MastafaF / multilingual_similarity_compare

Other
5 stars 0 forks source link

Arabic and Urdu #9

Closed ghost closed 4 years ago

ghost commented 4 years ago

@MastafaF which machine translation code do you recommend for translating between arabic and urdu

MastafaF commented 4 years ago

Hey @deepseek ,

For pure machine translation, those multilingual architectures are not really useful as in a machine translation scenario, we would need the decoder part as well. In our use case, we focus on the encoding part in a way that a sentence in arabic and its translation in urdu would have the same encoding in the semantic space. The quality of such encoding is what is evaluated in this repo. Additional efforts have been done recently around languages such as Urdu with XLM-R.

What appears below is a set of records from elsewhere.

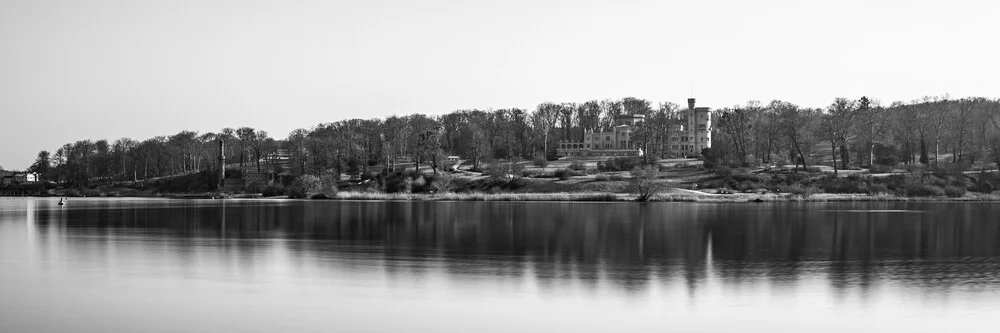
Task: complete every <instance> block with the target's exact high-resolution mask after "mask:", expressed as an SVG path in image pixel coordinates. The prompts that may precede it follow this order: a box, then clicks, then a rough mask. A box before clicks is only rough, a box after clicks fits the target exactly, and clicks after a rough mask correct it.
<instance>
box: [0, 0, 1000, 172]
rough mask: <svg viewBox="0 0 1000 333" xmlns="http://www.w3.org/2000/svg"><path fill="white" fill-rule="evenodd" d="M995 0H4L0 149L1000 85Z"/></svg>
mask: <svg viewBox="0 0 1000 333" xmlns="http://www.w3.org/2000/svg"><path fill="white" fill-rule="evenodd" d="M998 14H1000V3H997V2H994V1H853V0H848V1H824V2H819V1H798V0H789V1H779V0H772V1H767V0H763V1H741V0H733V1H628V0H619V1H542V0H536V1H516V0H515V1H449V0H424V1H388V0H365V1H330V0H327V1H303V0H169V1H167V0H160V1H150V0H62V1H57V0H0V114H2V117H0V166H2V167H4V168H6V169H24V168H27V167H28V166H29V165H30V164H31V163H32V161H33V160H34V157H35V155H36V154H37V153H38V152H39V151H41V150H49V151H55V150H56V149H58V148H59V147H60V146H61V145H62V144H64V143H69V142H74V141H77V140H84V139H92V140H97V139H108V140H115V139H117V138H120V137H130V138H134V139H139V140H142V139H146V138H150V137H153V136H158V135H171V134H175V133H177V132H179V131H181V130H194V131H199V132H212V131H218V130H219V129H221V128H224V127H233V128H236V127H241V126H251V127H254V128H258V129H262V130H265V131H267V132H268V133H270V135H271V136H273V137H278V138H284V137H286V136H287V134H288V133H289V132H290V131H291V130H294V129H296V128H310V127H313V126H315V125H316V124H319V123H327V122H334V121H338V120H342V119H350V118H382V117H385V116H389V115H406V114H412V113H424V114H431V115H436V114H444V113H448V112H451V111H454V110H459V109H474V108H478V109H488V108H510V107H518V108H525V109H533V108H534V107H535V106H537V105H538V104H539V103H542V102H546V101H551V102H584V101H587V100H592V99H607V98H622V97H627V96H634V97H639V98H644V99H648V100H651V101H654V102H665V101H669V102H674V103H677V104H682V105H684V104H686V102H685V101H686V99H687V98H688V97H696V98H697V99H698V104H699V106H709V107H716V108H718V107H729V106H733V105H736V104H743V103H745V102H746V101H749V100H759V101H764V102H767V101H770V100H772V99H781V100H786V101H790V102H793V103H796V104H799V105H802V106H808V107H822V106H825V105H829V104H830V103H831V102H832V101H833V99H834V98H836V97H849V98H859V97H861V96H869V97H874V98H877V99H879V100H881V101H883V102H886V103H888V102H892V101H896V100H900V101H910V100H914V99H918V98H921V97H923V96H928V95H932V96H938V95H944V94H948V95H950V96H951V97H953V98H960V97H967V96H982V97H989V98H996V97H998V95H1000V89H998V88H1000V82H998V81H997V79H998V78H1000V54H998V50H1000V46H998V43H997V42H996V40H995V38H996V36H997V32H998V31H1000V20H997V19H996V17H997V15H998Z"/></svg>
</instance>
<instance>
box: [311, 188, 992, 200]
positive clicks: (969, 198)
mask: <svg viewBox="0 0 1000 333" xmlns="http://www.w3.org/2000/svg"><path fill="white" fill-rule="evenodd" d="M324 199H328V200H378V201H387V200H397V201H399V200H402V201H406V200H412V201H570V202H574V201H575V202H622V201H635V199H636V196H635V195H632V194H621V193H481V192H472V193H443V194H420V193H378V192H354V191H349V192H339V193H337V194H336V195H335V196H333V197H326V198H324ZM650 201H653V202H709V203H711V202H715V203H727V202H975V201H1000V196H998V195H992V194H987V195H973V194H970V195H967V196H963V197H958V198H951V197H902V196H895V195H862V194H828V193H822V194H814V195H811V196H800V195H794V194H728V195H727V194H719V195H707V194H706V195H699V194H686V193H660V194H657V195H655V196H654V197H653V198H652V199H651V200H650Z"/></svg>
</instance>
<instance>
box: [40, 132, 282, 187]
mask: <svg viewBox="0 0 1000 333" xmlns="http://www.w3.org/2000/svg"><path fill="white" fill-rule="evenodd" d="M218 140H224V141H226V142H229V144H228V145H227V147H229V148H227V150H226V155H227V156H226V160H227V161H228V163H234V164H240V165H251V164H254V165H256V166H257V167H259V166H260V163H261V162H264V161H266V159H267V158H268V157H269V156H272V155H273V153H274V152H275V151H276V150H277V148H278V147H279V144H278V142H277V141H275V140H274V139H272V138H270V137H269V136H268V135H267V132H265V131H259V130H255V129H253V128H250V127H242V128H239V129H231V128H225V129H223V130H222V131H220V132H218V133H203V134H198V133H197V132H192V131H181V132H180V133H177V134H174V135H171V136H158V137H154V138H150V139H147V140H144V141H137V140H133V139H129V138H121V139H118V140H115V141H113V142H109V141H108V140H97V141H93V140H81V141H77V142H74V143H67V144H64V145H63V146H62V147H59V148H58V149H57V150H56V151H55V153H50V152H48V151H41V152H39V153H38V156H37V157H36V158H35V162H34V163H33V164H32V165H31V167H30V168H29V170H30V171H33V172H38V173H39V174H40V175H41V176H42V178H43V179H46V180H51V181H66V182H70V183H73V184H76V185H80V186H86V185H94V184H103V183H110V182H124V181H135V180H140V179H149V178H151V177H159V176H166V175H173V174H180V173H187V172H193V171H200V170H208V169H211V168H217V167H218V166H217V164H218V163H217V162H216V161H217V159H218V157H219V150H218V144H217V142H218Z"/></svg>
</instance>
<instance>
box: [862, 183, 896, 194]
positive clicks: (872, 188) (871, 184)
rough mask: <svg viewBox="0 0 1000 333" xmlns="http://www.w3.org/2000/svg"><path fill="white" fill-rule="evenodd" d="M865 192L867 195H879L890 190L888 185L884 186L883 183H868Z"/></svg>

What is your exact scenario? :)

N.B: Sorry I am currently having some time off so I would answer with some delay in the future.

ghost commented 4 years ago

Take this example, i have multiple books of the same author in Arabic and Urdu. A new book is issued in Arabic, I want to translate it to Urdu. i am sure that there must be a github repository that can translate such task.

MastafaF commented 4 years ago

Hey @deepseek

Yes there are but you should look at different architectures than BERT-like architectures which essentially just implements the encoding part.

Did you check with GPT-3 for example?